Que se passe-t-il en cas de décès, faillite ou dissolution de l’usufruitier sur les droits d’usage octroyés par l’usufruitier ?

Lorsque l’usufruitier « cesse d’exister », seuls les droits d’usage à titre onéreux en cours octroyés par l’usufruitier subsistent pour leur durée, avec toutefois un maximum de trois ans. Précédemment, la règle générale limitait les baux à la période de neuf ans en cours.

Le nu-propriétaire d’un immeuble peut-il visiter le bien pendant la durée de l’usufruit ?

Oui, le nu-propriétaire d’un immeuble a, à présent, le droit de visiter le bien immeuble grevé de l’usufruit une fois par an.

B.  Quel est l’impact de la réforme de l’usufruit sur les actions d’une société ?

Qui exerce entre l’usufruitier et le nu-propriétaire les droits attachés à la qualité d’actionnaire (tel le droit de vote à l’assemblée générale) ?

Pour cette question, le législateur a opté pour un principe général de renvoi au Code des sociétés et des associations (le CSA).
Ainsi pour les SRL et les SA, « sauf disposition statutaire, testamentaire ou conventionnelle contraire », c’est l’usufruitier qui exerce tous les droits attachés aux actions et autres titres (art. 5 :22 CSA pour les SRL et art. 7 :26 CSA pour les SA). La créativité des parties est donc préservée.

Qui perçoit les dividendes ?

En principe, les dividendes distribués sans affecter le capital reviennent à l’usufruitier.

Toutefois, seuls les dividendes fixés par l’assemblée générale durant la période de l’usufruit sont versés à l’usufruitier. Si les dividendes ne font l’objet d’une décision qu’après la fin de l’usufruit, ceux-ci reviennent au nu-propriétaire (sans préjudice toutefois, des règles d’indemnisation en cas d’enrichissement injustifié dans le chef de celui qui les perçoit).
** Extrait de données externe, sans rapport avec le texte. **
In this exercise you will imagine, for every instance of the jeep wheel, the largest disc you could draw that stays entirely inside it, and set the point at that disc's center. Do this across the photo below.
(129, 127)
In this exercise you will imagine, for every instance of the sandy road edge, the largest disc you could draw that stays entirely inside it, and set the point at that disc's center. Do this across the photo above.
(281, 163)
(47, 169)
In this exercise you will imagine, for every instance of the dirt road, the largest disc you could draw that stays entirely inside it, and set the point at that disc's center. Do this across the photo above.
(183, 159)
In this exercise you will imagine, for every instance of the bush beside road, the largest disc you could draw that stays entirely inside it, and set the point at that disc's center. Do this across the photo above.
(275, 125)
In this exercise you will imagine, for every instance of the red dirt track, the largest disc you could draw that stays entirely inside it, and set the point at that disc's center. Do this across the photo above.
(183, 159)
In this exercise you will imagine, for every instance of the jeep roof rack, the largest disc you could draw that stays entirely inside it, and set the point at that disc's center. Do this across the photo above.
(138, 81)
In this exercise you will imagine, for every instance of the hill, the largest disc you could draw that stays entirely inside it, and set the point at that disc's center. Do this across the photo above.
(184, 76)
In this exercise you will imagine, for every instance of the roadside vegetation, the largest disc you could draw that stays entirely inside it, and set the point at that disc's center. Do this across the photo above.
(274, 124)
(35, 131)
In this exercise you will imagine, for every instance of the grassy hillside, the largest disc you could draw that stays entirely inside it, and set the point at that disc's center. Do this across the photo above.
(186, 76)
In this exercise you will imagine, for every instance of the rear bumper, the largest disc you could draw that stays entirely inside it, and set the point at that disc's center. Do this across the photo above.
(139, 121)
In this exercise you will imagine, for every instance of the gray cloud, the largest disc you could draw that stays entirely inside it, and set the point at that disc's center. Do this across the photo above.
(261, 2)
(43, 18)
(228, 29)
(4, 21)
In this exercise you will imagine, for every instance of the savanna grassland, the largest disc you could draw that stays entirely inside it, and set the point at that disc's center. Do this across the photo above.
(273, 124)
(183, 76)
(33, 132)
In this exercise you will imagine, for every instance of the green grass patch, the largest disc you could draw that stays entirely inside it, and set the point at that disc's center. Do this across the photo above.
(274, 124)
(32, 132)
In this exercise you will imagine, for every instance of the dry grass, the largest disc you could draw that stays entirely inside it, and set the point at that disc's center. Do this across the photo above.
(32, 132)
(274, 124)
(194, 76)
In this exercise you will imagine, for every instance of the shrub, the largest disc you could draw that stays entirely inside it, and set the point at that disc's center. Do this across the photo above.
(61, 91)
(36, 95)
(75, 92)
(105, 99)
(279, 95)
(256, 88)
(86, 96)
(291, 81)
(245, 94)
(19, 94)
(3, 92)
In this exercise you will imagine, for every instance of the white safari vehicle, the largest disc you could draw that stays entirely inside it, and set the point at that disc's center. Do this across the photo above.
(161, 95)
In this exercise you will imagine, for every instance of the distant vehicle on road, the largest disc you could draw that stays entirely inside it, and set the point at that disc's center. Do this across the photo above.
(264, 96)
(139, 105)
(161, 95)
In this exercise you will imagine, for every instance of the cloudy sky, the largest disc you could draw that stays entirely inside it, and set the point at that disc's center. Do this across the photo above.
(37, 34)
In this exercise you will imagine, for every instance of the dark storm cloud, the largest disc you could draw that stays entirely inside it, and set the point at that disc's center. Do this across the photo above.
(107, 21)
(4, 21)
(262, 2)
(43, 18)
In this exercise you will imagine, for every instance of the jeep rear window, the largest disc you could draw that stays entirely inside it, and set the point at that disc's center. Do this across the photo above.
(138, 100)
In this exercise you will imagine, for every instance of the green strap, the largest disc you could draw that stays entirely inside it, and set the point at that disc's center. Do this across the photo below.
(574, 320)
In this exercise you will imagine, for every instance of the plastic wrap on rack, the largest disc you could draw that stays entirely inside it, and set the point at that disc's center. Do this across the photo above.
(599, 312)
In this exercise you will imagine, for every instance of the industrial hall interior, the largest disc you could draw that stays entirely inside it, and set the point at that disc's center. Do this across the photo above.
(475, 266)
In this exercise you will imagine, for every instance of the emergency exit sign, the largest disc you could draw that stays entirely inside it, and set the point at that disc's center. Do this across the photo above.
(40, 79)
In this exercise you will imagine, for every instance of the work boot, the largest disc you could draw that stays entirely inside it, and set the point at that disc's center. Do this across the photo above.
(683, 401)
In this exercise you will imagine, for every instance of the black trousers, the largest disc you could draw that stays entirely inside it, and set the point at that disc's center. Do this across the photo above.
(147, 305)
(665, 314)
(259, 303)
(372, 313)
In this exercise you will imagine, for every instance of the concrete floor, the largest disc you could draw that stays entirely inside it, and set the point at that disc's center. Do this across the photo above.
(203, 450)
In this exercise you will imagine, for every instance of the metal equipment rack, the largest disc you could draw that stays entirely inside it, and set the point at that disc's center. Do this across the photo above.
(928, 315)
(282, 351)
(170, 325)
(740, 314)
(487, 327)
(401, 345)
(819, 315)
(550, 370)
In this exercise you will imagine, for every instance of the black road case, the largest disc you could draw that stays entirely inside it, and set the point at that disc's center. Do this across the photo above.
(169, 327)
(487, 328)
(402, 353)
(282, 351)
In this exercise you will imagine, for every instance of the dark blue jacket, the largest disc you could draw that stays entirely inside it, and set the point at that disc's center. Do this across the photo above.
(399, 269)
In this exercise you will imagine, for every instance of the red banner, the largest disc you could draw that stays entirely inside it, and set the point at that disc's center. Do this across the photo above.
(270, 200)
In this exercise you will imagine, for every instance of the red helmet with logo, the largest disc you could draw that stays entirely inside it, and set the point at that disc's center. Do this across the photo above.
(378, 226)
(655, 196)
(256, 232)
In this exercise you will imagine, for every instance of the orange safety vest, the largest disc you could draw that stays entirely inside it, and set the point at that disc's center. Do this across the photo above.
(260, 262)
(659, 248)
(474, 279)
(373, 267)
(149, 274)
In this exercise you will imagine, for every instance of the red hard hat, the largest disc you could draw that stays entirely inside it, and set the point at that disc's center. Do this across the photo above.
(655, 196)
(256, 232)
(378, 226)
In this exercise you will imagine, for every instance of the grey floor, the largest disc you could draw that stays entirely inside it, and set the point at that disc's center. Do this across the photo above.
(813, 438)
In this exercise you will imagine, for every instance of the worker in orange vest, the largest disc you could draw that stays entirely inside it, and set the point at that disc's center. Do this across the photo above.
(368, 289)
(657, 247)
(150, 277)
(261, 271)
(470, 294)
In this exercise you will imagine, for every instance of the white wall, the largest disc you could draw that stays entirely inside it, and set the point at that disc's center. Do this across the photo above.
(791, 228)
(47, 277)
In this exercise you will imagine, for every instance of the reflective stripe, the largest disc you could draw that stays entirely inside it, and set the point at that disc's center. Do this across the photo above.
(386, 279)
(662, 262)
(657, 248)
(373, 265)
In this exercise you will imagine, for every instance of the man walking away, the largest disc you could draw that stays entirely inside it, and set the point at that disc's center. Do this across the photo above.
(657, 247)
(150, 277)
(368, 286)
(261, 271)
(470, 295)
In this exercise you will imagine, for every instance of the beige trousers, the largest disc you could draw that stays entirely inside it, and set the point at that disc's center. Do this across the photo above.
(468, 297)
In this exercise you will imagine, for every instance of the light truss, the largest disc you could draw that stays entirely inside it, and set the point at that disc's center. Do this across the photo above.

Qu’en est-il des produits exceptionnels inhérents aux actions comme par exemple, la prime accordée lors d’un rachat d’actions propres ?

Entamant le capital, ces produits ne peuvent pas être considérés comme des « fruits » revenant à l’usufruitier. Celui-ci n’en devient pas propriétaire. Il les encaisse à charge pour lui de les restituer au nu-propriétaire à la fin de son usufruit, dans le cadre de ce qu’on appelle un « quasi-usufruit ».

Est-il possible d’écarter ou d’aménager l’application des règles précitées ?

Oui, celles-ci étant supplétives, les parties peuvent y déroger en tout ou en partie.

C.  A partir de quand ces nouvelles règles s’appliquent-elles ?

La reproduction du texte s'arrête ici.